Provider Configuration Options
OpenAI Provider
Option | Required | Default | Description |
---|---|---|---|
api_key |
Yes | - | Your OpenAI API key |
AWS Bedrock Provider
Option | Required | Default | Description |
---|---|---|---|
access_key_id |
Yes | - | Your AWS access key ID |
secret_access_key |
Yes | - | Your AWS secret access key |
region |
Yes | - | The AWS region to use |
Anthropic Provider
Option | Required | Default | Description |
---|---|---|---|
api_key |
Yes | - | Your Anthropic API key |
Google Provider (AI Studio)
Option | Required | Default | Description |
---|---|---|---|
api_key |
Yes | - | Your Google AI Studio API key |
Note: The Google provider currently supports Google AI Studio only. Vertex AI support is planned for future releases.
Development
After checking out the repo, run bin/setup
to install dependencies. Then, run rake spec
to run the tests. You can also run bin/console
for an interactive prompt that will allow you to experiment.

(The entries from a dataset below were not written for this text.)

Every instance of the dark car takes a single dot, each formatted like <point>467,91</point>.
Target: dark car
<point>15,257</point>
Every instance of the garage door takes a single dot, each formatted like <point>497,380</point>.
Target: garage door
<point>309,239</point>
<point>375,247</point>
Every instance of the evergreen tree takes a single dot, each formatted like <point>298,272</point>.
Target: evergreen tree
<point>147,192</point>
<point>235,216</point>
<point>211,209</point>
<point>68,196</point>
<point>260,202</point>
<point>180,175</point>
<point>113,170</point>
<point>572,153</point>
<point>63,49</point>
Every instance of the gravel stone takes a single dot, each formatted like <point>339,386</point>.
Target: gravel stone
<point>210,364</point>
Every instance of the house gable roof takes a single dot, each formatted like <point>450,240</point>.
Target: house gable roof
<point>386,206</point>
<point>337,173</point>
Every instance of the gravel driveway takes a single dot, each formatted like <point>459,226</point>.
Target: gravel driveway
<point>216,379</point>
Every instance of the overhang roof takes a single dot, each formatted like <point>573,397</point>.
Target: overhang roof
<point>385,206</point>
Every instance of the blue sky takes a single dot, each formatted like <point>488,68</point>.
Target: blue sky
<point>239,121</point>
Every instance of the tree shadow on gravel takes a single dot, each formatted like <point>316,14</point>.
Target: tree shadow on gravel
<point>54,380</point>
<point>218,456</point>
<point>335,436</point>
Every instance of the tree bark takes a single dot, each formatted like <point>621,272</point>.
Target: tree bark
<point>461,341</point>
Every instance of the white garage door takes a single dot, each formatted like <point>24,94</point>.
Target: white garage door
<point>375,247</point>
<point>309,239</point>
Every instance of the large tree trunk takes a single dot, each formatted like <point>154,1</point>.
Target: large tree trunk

To install this gem onto your local machine, run bundle exec rake install
. To release a new version, update the version number in version.rb
, and then run bundle exec rake release
, which will create a git tag for the version, push git commits and the created tag, and push the .gem
file to rubygems.org.
Contributing
Bug reports and pull requests are welcome on GitHub at https://github.com/yourusername/lluminary. This project is intended to be a safe, welcoming space for collaboration, and contributors are expected to adhere to the code of conduct.
License
The gem is available as open source under the terms of the MIT License.
Code of Conduct
Everyone interacting in the Lluminary project's codebases, issue trackers, chat rooms and mailing lists is expected to follow the code of conduct.